Recordemos siempre que es el Espíritu Santo quien nos introduce en el Misterio y da impulso a la misión de la Iglesia. Por eso el “hábito” del teólogo es el de un hombre espiritual, humilde de corazón, abierto a las infinitas novedades del Espíritu y cercano a las heridas de la humanidad pobre, descartada y que sufre. Sin humildad el Espíritu se escapa, sin humildad no hay compasión, y una teología sin compasión y sin misericordia se reduce a un estéril discurso sobre Dios, quizá hermoso, pero vacío, sin alma, incapaz de servir su voluntad de encarnarse, de hacerse presente, para hablar al corazón. Porque la plenitud de la verdad —a la que conduce el Espíritu— no es tal si no es encarnada.
… Ni la Iglesia ni el mundo necesitan una teología “de escritorio”, sino una reflexión capaz de acompañar los procesos culturales y sociales, en particular las transiciones difíciles, haciéndose cargo también de los conflictos. Debemos guardamos de una teología que se agota en la disputa académica o que contempla la humanidad desde un castillo de cristal (cfr. Carta al Gran Canciller de la Pontificia Universidad Católica Argentina, 3 de marzo de 2015).
El Evangelio no deja de recordarnos que la sal puede perder su sabor. Y si vivimos más o menos tranquilos en medio del mundo, sin una sana inquietud, esto puede significar que nos hemos entibiado (cfr. H. de Lubac, Meditación sobre la Iglesia : Opera Omnia, vol. 8, Milán 1993, 166). Por eso necesitamos una teología viva, que dé “sabor” a la vez que “saber”, que esté en la base de un diálogo eclesial serio, de un discernimiento sinodal, que se organice y practique en las comunidades locales, para un renacimiento de la fe en las transformaciones culturales de hoy…”

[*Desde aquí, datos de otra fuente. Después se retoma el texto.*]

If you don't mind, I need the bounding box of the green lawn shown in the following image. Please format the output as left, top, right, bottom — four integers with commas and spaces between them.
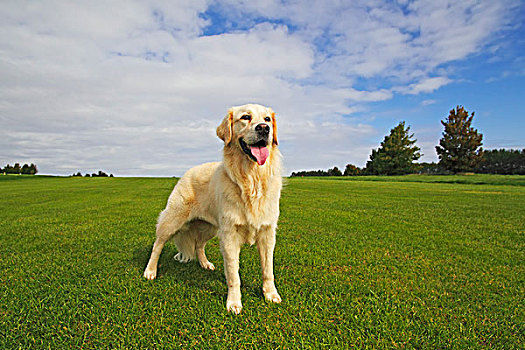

En estas sencillas palabras, Francisco nos regala resumido el proyecto de Iglesia y teología que cree le inspira Dios para estos tiempos. En los distintos discursos y encíclicas el Santo Padre nos ha dibujado un gran sueño y le dio color y realismo a cosas que antes llamábamos utopías, porque la humanidad no alcanza a comprender que Dios esta en todos y en todo, pidiéndonos hacernos cargos de las cruces, yerros y esperanzas de los otros.